Neuroscience and Alignment

I’ve been in many conversations where I’ve mentioned the idea of using neuroscience for outer alignment, and the people who I’m talking to usually seem pretty confused about why I would want to do that. Well, I’m confused about why one wouldn’t want to do that, and in this post I explain why.

As far as I see it, there are three main strategies people have for trying to deal with AI alignment in worlds where AI alignment is hard.

  1. Value alignment

  2. Corrigibility

  3. Control/​scalable alignment

In my opinion, these are all great efforts, but I personally like the idea of working on value alignment directly. Why? First some negatives of the others:

  1. Corrigibility requires moderate to extreme levels of philosophical deconfusion, an effort worth doing for some, but a very small set not including myself. Another negative of this approach is that by-default the robust solutions to the problems won’t be easily implementable in deep learning.

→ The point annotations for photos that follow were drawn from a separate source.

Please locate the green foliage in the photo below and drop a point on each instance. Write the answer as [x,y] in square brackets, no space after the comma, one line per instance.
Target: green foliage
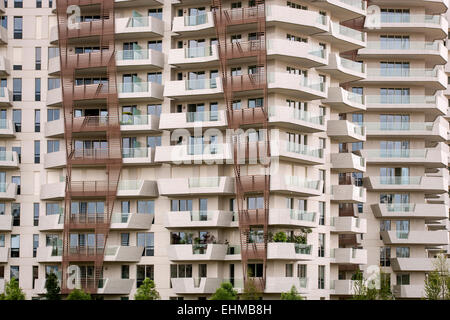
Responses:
[78,294]
[225,292]
[13,291]
[291,295]
[52,287]
[147,291]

  2. Control/​scalable alignment requires understanding the capabilities & behaviors of inherently unpredictable systems. Sounds hard![1]

Why is value alignment different from these? Because we have working example of a value-aligned system right in front of us: The human brain. This permits an entirely scientific approach, requiring minimal philosophical deconfusion. And in contrast to corrigibility solutions, biological and artificial neural-networks are based upon the same fundamental principles, so there’s a much greater chance that insights from the one easily work in the other.

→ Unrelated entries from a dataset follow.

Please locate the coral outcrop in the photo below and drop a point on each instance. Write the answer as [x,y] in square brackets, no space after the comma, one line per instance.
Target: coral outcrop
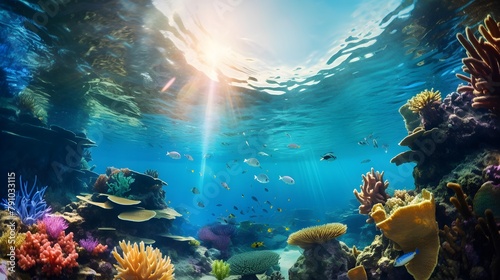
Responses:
[142,262]
[250,263]
[315,235]
[372,191]
[410,227]
[483,64]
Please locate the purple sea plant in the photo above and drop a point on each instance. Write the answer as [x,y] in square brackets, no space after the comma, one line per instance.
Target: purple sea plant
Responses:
[54,225]
[89,243]
[30,205]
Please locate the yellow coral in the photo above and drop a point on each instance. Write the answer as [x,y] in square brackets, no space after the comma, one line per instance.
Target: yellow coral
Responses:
[424,99]
[310,236]
[411,227]
[141,263]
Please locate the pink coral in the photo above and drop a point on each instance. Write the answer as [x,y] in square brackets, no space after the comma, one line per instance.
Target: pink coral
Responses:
[372,191]
[52,257]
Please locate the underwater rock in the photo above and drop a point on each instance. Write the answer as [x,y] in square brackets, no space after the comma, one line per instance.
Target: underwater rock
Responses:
[330,260]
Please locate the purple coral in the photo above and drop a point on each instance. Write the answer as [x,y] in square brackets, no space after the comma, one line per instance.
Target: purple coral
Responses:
[54,225]
[89,243]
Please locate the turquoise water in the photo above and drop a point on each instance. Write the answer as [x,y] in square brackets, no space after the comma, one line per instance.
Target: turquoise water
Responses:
[225,80]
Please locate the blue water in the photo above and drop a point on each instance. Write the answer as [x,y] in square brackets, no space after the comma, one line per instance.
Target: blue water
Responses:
[230,79]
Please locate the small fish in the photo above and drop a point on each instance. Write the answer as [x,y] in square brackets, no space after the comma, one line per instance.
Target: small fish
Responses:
[225,185]
[287,180]
[328,157]
[174,155]
[404,259]
[257,244]
[293,146]
[385,147]
[261,178]
[252,162]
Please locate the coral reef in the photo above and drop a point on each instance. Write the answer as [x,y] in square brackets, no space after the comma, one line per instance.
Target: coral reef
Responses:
[426,104]
[220,269]
[410,227]
[330,260]
[312,236]
[483,65]
[50,258]
[250,263]
[142,263]
[372,191]
[29,205]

In the most perfect world, we would never touch corrigibility or control with a 10-foot stick, and instead once we realized the vast benefits and potential pitfalls of AGI, we’d get to work on decoding human values (or more likely the generators of human values) directly from the source.

Indeed, in worlds where control or scalable alignment go well, I expect the research area our AI minions will most prioritize is neuroscience. The AIs will likely be too dumb or have the wrong inductive biases to hold an entire human morality in their head, and even if they do, we don’t know whether they do, so we need them to demonstrate that their values are the same as our values in a way which can’t be gamed by exploiting our many biases or philosophical inadequacies. The best way to do that is through empiricism, directly studying & making predictions about the thing you’re trying to explain.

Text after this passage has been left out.